Goodnight Mister Tom by Michelle Magorian

Goodnight Mister Tom by Michelle Magorian

Author:Michelle Magorian
Language: eng
Format: epub
ISBN: 9780141964522
Publisher: Penguin Books Ltd
Published: 2009-08-08T04:00:00+00:00


13

Carol Singing

‘Bah! ’Umbug!’ he cried as he paced the floor. It was at least the fiftieth time in the past hour that Willie had uttered the words. He paused and read the nephew’s lines, put down the script and began pacing the floor again.

‘If I could work me will, every idiot who goes abaht wiv Merry Christmuss on ’is lips should be boiled wiv his own puddin’, and buried wiv a stake of holly through his heart. He should!’

Willie sat down on the end of his bed and gave a sigh.

‘I nearly got it,’ he muttered to himself. ‘I got to be a bit more grumpy.’

He rose.

‘Nephew!’ he said brusquely. ‘You keep Christmuss in yer own way and let me keep it in mine.’ He stopped and hit the open palm of his hand with his fist. ‘No! It don’t feel right. I’m a bad tempered man and I don’t like bein’ interrupted like.’ He began again. ‘Nephew, you keep Christmuss in yer own way and let me keep it in mine.’

A loud knocking at the front door made him jump.

‘Blow it!’ he grumbled. ‘Jest when I wuz gettin’ it.’

He frowned and walked towards the trap-door. Immediately he realized how Scrooge must have felt when he was interrupted.

‘Nephew,’ he repeated angrily, ‘keep Christmuss in yer own way and let me keep it in mine.’ He gave a loud grunt and looked into his imaginary accounts book. ‘That’s it!’ he yelled. ‘I got it! I got it!’

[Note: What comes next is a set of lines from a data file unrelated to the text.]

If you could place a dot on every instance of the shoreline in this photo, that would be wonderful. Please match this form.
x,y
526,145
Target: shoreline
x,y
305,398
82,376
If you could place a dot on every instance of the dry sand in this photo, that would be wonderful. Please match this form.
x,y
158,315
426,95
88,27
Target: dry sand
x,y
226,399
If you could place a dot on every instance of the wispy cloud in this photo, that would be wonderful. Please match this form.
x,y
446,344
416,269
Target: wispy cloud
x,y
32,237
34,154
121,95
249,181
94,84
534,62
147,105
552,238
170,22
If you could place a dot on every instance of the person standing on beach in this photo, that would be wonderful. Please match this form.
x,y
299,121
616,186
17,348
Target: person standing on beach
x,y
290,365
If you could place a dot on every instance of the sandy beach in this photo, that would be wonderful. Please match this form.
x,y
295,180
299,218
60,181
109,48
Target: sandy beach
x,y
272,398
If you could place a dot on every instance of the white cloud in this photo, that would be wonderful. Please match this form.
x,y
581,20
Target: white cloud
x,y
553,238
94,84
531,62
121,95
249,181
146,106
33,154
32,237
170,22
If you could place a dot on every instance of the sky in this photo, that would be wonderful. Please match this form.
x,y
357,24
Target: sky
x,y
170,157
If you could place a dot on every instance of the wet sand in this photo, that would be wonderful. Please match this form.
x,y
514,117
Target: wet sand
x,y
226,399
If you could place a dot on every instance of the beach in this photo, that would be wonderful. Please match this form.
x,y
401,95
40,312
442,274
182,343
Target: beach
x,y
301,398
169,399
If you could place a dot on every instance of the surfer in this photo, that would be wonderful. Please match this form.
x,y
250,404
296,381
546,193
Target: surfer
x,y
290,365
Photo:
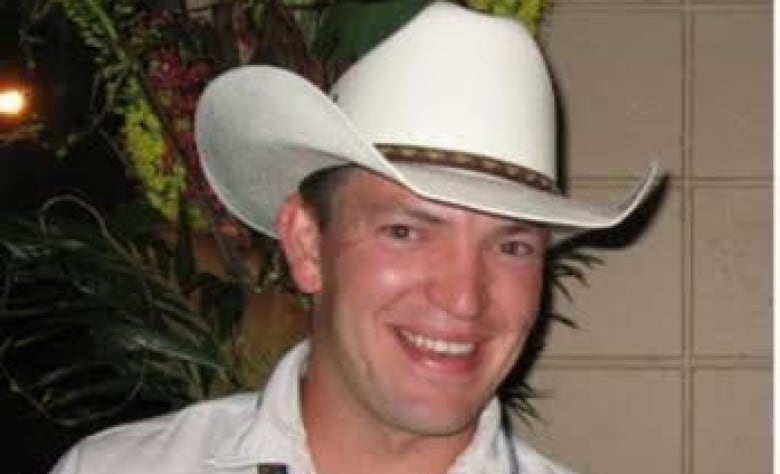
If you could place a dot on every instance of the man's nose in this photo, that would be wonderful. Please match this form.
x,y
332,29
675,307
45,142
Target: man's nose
x,y
459,282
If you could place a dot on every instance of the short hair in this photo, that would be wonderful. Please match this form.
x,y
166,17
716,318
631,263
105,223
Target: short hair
x,y
318,189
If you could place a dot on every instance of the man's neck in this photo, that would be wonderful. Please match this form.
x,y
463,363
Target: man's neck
x,y
343,440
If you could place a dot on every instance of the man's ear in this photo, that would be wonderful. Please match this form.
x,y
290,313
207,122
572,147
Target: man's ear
x,y
299,236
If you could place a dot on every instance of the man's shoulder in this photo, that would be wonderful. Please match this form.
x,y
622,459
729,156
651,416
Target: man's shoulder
x,y
164,443
533,462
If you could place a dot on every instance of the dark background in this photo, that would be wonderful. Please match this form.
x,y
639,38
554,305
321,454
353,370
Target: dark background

A rally of louder knocks came from downstairs. Willie threw himself down the ladder and opened the door. It was George. He looked over Willie’s shoulder.

‘Who else is in there?’ he asked.

‘No one,’ answered Willie.

‘Who you yellin’ at then?’

Willie looked at him blankly for a moment.

‘Oh,’ he said, realizing what George was talking about. ‘I was jest goin’ over me words, like.’

‘I could hear you from here.’

Willie blushed.

‘Only from the front door, mind. Don’t s’pose no one else did. You comin’ then?’

‘What?’

‘Haven’t you remembered? It’s Thursdee, doughbag. We got Carols. Thought you’d be there first seein’ it’s Mr Oakley’s first practice, like.’

‘Oh, yeh,’ said Willie hurriedly, and he flung his scarf on. ‘Am I late?’

‘No. We’s all jest a bit early.’

Willie slammed the front door behind him. He ran after George along the pathway towards the back entrance of the church. Already there were people seated in the benches on either side of the altar. Tom was sitting at the organ, a large scowl on his face.

Willie caught his eye and smiled at him. He knew that the scowl meant he was just a bit shy.

Edward Fletcher and Alec Barnes came in at the front door and joined the men right of the altar. Edward’s voice had now evened out into a wobbly tenor. Alec, a large, dark-haired sixteen-year-old, was looking very embarrassed. Everyone wanted to know if his father had been using the King children as ‘slave labour’ or not.

Behind Alec sat Mr Miller and Hubert Pullet, the son-in-law of Charlie Ruddles. He was a poker-faced, pale man in his fifties.